Retailers were already under pressure prior to the pandemic, struggling to adapt to a growing online world amid a plethora of competitors. The Covid-19 outbreak has accelerated some of these trends, with more people shopping online. Margin pressure has made automation a requirement, not a choice so organizational structures and ways of working must be transformed. Automated customer services give quick response to customer queries, increase speed and efficiency, can handle multiple queries in less time. This will allow customers to stay home and resolve order problems online, no need to visit offline service centers.
What it does
The process triggers on new customer complaint inserted to the database. Based on complaint type, the process performs actions to resolve the complaint and make the customer happy. The process calculates the complaint message sentiment score to identify customers' discontent level. For high discontent level, process compensates customer troubles with a discount coupon for the next purchase. As a result, the customer will receive an email with a solution to the submitted complaint.
How I built it
The process is built from modules (embedded wizards) that are doing specific process workflow. Those modules have their own namespace for variables to avoid variables overwriting, for example: Module name: Get Text Sentiment Score has GTSS_ namespace for variables: GTSS_TextToAnalyze. The process consists of main wizard which orchestrates 6 modules according to the workflow path. The modules have input and output variables (parameters) and a variable for handled exceptions. Exceptions will be passed to the main wizard and sent to the support team with tech details.
Challenges I ran into
Basic selectors were not working for autogenerated and complicated CRM HTML code. Hopefully, Kryon has provides selectors customization for such cases. Combined web automation, scripting (Python), and API automation in one process. Resolved web automation challenges with adding visual detection activities.

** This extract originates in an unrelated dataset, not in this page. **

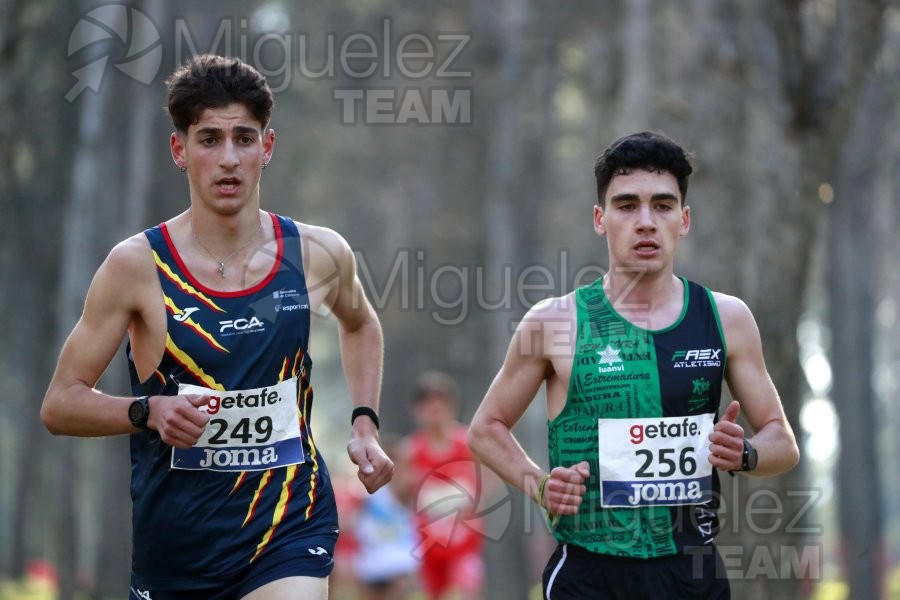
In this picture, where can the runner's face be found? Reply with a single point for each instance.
(224, 152)
(643, 219)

Accomplishments that I'm proud of
It is my first experience with retail customer service automation! Designed and implemented process architecture could be easily scaled. Exceptions elevating and handling help the support team with process maintenance. The embedded wizards could be reused for other processes since they have input and output parameters.
What I learned
From Kryon RPA academy training I have learned automation best practices and implemented them in my process. I have created a delivery services API on the Flask framework to demonstrate REST API requests handling in Kryon.
What's next for Customer Complaints Resolver for Retail Business
Adding new customer issue types, as broken order or wrong order received. The process could be used in attended mode as a helper for the customer support manager.